BYU Cougars football
- Title: Assistant strength and conditioning

Personal information
- Born: May 7, 1989 (age 37) Sacramento, California, U.S.
- Listed height: 6 ft 4 in (1.93 m)
- Listed weight: 305 lb (138 kg)

Career information
- Position: Defensive line
- High school: Grant Union (Sacramento, California)
- College: Southern California
- NFL draft: 2013: undrafted

Career history

Playing
- Chicago Bears (2013); Indianapolis Colts (2013)*; San Francisco 49ers (2014)*; Arizona Cardinals (2014)*; Cleveland Browns (2014–2015)*;
- * Offseason and/or practice squad member only

Coaching
- Oregon (2022–2023) Assistant strength and conditioning; BYU (2024-current) Assistant strength and conditioning;
- Stats at Pro Football Reference

= Christian Tupou =

American football player (born 1989)

Christian Philip Tupou (born May 7, 1989) is an American football defensive end. He was undrafted but signed with the Chicago Bears in 2012. He played college football at USC.

==Early life==
Tupou played defensive end and fullback at Grant High School in Sacramento, California. He had 82 tackles and 5 sacks in 2006 as Grant went 13-0. As a junior in 2005, he was All-Area, All-City and All-League as he had 85 tackles, 16 sacks and 3 fumble recoveries.

==College career==
Tupou started for three seasons at nose tackle for the USC Trojans. He was named 2008 Pac-10 All-Academic honorable mention as a Political Science major. Tupou saw brief action in four games (Washington State, Notre Dame, Arizona State and Illinois) as a reserve defensive tackle as a first-year freshman in 2007. He won USC's John McKay Award and Service Team Defensive Player of the Year Award.

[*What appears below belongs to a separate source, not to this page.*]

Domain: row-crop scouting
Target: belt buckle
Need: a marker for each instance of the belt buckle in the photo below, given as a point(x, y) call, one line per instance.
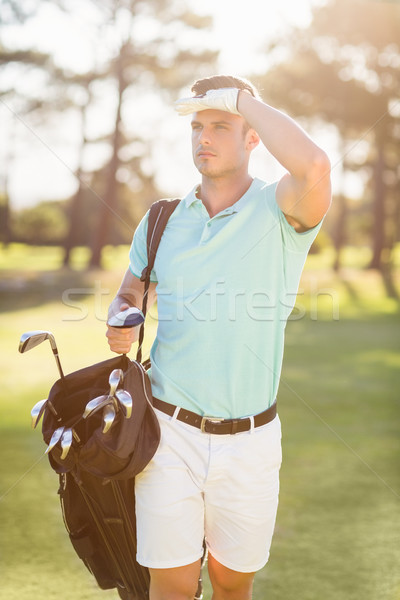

Tupou started at nose tackle for his second season as a junior in 2009. Overall in 2009 while appearing in all 13 games (and starting all but Notre Dame and Oregon State), he had 25 tackles, including 4 for losses (with 1.5 sacks), and 2 forced fumbles. He made 2009 All-Pac-10 honorable mention and won USC Co-Defensive Lineman of the Year Award and Bob Chandler Award.

Tupou was set to anchor the line in 2010 as a senior tackle starting for his third year. But he tore ligaments in his left knee in USC's spring game that concluded 2010 spring drills, so he redshirted while sidelined in 2010. He won USC's Courage Award and USC's Co-Lifter of the Year Award.

Tupou started all thirteen games at nose tackle as a senior in 2011. He was named All-Pac-12 honorable mention.

==Professional career==

===NFL Combine===

Pre-draft measurables
| Height | Weight | Arm length | Hand span | 40-yard dash | 20-yard split | Three-cone drill | Vertical jump | Bench press | Wonderlic |
| 6 ft 2 in (1.88 m) | 305 lb (138 kg) | 32 in (0.81 m) | 9+3⁄4 in (0.25 m) | 5.10 s | 4.87 s | 8.07 s | 24 in (0.61 m) | 30 reps | unreported |
20-ss, 3-cone, vertical, and broad jump from Florida Pro Day. All others from NFL Combine

===Chicago Bears===

Tupou signed with the Chicago Bears as an undrafted free agent in 2012. Tupou received his first NFL start in the preseason against the Cleveland Browns and recorded a sack. He was released in 2013.

===Indianapolis Colts===

Tupou was signed to the practice squad on January 3, 2014.

===San Francisco 49ers===

Tupou was signed to 49ers roster on January 22, 2014. Tupou was released by the 49ers to make room for Josh Johnson on May 14, 2014.

===Arizona Cardinals===
Tupou signed with the Arizona Cardinals in May 2014. The Cardinals released Tupou on August 30, 2014, but he shortly re-signed to their practice squad.

===Cleveland Browns===
Tupou was signed to the Cleveland Browns practice squad on October 17, 2014. He was released by the Browns on December 9, 2014. On May 30, 2015, he was re-signed by the Browns. On August 16, 2015, he was released by the Browns.